My greetings from the land of history dawn .


----------



## David612 (Jan 22, 2019)

Freemasonry is illegal in many countries in the Middle East, regardless of wether you agree with that as a law freemasonry requires you to be conform to the laws of your country.
I don’t know about Jordan specifically however.


----------



## Marwan alamro (Jan 23, 2019)

The law that forbids an organizations or fraternities in Jordan is flexible, freemasons respect all religions and humanity, I would doubt law illegalize it ... Especially our great late king hussein, was a master Mason, he was such a great mind indeed, it's somehow forbidden by the ancient lodges to create a public lodge in Muslim world, since it would make a big public dilemma and even riots, unfortunately mystery blended with art is not compatible with most people here...


----------



## Elexir (Jan 23, 2019)

Marwan alamro said:


> The law that forbids an organizations or fraternities in Jordan is flexible, freemasons respect all religions and humanity, I would doubt law illegalize it ... Especially our great late king hussein, was a master Mason, he was such a great mind indeed, it's somehow forbidden by the ancient lodges to create a public lodge in Muslim world, since it would make a big public dilemma and even riots, unfortunately mystery blended with art is not compatible with most people here...

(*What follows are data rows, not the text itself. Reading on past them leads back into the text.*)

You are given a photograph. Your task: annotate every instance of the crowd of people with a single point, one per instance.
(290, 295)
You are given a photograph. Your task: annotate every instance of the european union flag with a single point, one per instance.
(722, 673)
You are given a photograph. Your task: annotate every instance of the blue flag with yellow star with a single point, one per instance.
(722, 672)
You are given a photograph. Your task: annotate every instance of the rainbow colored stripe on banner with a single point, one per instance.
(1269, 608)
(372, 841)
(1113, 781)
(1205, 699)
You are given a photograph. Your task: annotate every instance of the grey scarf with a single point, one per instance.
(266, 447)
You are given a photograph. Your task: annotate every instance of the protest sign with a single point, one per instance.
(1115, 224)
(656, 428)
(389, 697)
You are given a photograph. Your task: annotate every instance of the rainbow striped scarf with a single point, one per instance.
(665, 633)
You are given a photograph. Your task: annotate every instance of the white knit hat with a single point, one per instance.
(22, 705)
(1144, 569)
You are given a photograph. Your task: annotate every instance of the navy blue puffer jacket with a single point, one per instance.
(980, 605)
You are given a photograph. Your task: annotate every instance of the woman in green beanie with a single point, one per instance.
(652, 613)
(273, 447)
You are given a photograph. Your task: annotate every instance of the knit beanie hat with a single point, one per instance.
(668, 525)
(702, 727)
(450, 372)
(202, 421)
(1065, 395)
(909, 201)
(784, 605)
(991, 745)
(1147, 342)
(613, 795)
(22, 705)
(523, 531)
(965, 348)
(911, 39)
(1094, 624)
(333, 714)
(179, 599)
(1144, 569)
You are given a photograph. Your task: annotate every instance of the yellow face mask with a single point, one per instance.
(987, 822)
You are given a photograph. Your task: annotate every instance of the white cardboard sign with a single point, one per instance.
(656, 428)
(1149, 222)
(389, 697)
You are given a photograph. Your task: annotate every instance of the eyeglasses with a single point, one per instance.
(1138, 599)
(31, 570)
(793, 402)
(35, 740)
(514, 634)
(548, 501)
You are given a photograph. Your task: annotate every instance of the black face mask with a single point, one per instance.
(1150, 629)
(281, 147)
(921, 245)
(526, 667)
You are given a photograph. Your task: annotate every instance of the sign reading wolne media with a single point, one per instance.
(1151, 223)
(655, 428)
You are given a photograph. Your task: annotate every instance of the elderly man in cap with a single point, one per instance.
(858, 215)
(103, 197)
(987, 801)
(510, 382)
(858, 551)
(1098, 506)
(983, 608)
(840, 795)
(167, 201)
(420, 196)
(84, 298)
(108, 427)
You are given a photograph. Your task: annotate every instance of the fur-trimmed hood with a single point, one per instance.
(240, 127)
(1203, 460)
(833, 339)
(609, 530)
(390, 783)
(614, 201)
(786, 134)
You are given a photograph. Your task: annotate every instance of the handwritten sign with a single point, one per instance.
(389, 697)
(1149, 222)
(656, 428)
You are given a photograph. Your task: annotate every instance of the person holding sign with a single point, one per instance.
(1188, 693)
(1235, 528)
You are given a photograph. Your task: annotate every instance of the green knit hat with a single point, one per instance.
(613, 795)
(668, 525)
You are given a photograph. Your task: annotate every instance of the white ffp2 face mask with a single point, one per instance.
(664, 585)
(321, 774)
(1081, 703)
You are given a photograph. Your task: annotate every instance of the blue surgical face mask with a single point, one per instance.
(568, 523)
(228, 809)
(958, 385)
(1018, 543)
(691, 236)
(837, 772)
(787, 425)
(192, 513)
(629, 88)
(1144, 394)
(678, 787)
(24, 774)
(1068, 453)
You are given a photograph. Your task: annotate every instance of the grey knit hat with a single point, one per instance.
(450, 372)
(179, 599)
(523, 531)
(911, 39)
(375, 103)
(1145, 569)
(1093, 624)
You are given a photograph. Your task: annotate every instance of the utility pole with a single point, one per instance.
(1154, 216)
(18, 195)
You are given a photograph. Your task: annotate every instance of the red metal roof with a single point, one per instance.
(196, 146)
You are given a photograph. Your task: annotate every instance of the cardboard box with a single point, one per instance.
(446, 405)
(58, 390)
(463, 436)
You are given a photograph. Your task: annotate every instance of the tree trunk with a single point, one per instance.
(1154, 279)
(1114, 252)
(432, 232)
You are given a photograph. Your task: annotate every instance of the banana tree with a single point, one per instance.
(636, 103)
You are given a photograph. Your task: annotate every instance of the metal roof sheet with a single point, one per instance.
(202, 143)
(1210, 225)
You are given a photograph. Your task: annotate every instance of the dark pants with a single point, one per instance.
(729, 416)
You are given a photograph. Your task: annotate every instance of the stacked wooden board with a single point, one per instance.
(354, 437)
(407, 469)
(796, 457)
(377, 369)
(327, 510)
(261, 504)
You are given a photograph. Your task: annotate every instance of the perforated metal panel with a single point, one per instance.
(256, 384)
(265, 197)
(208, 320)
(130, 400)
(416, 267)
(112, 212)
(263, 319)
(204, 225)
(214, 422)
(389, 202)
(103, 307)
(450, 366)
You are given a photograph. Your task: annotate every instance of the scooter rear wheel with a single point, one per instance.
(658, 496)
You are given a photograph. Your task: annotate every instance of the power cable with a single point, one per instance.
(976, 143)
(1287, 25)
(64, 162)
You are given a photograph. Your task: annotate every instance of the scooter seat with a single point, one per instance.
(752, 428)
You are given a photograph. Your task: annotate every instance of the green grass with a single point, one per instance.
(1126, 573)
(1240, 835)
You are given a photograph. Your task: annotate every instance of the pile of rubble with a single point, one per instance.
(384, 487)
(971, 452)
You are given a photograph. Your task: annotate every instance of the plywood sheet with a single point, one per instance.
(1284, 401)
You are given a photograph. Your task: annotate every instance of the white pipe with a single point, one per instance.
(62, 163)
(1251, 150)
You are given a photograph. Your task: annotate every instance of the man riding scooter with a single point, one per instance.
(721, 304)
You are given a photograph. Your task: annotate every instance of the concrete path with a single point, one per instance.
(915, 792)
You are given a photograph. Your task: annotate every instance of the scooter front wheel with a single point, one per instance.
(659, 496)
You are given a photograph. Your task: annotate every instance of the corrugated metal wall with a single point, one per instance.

We know that freemasonry has been outlawed in many countries in history.
Its not exatly forbidden by the "ancient" lodges, its forbidden by countries to start new lodges and as we do obey the law there is nothing we can do about it.


----------



## Warrior1256 (Jan 24, 2019)

Elexir said:


> Its not exatly forbidden by the "ancient" lodges, its forbidden by countries to start new lodges and as we do obey the law there is nothing we can do about it.


True!


----------



## Marwan alamro (Feb 2, 2019)

Am reluctant to say Jordanian laws forbids freemasons, in early 90s.. Some parliamentry **edited for language** raise voices against late  king hussein to not legalize it... The king response was simply ( its not illegal to legalize it) .. Since then freemasons live in the shadows here, still they are not illegal nor legal from laws point of view... Ancient lodges preferred to keep their lodges in the middle east in discretion knowing how most people do thinks here..


----------



## David612 (Feb 2, 2019)

If it is currently illegal then it would be wrong of you to join.
Change the laws then join, move or forget about freemasonry.
Really the only options


----------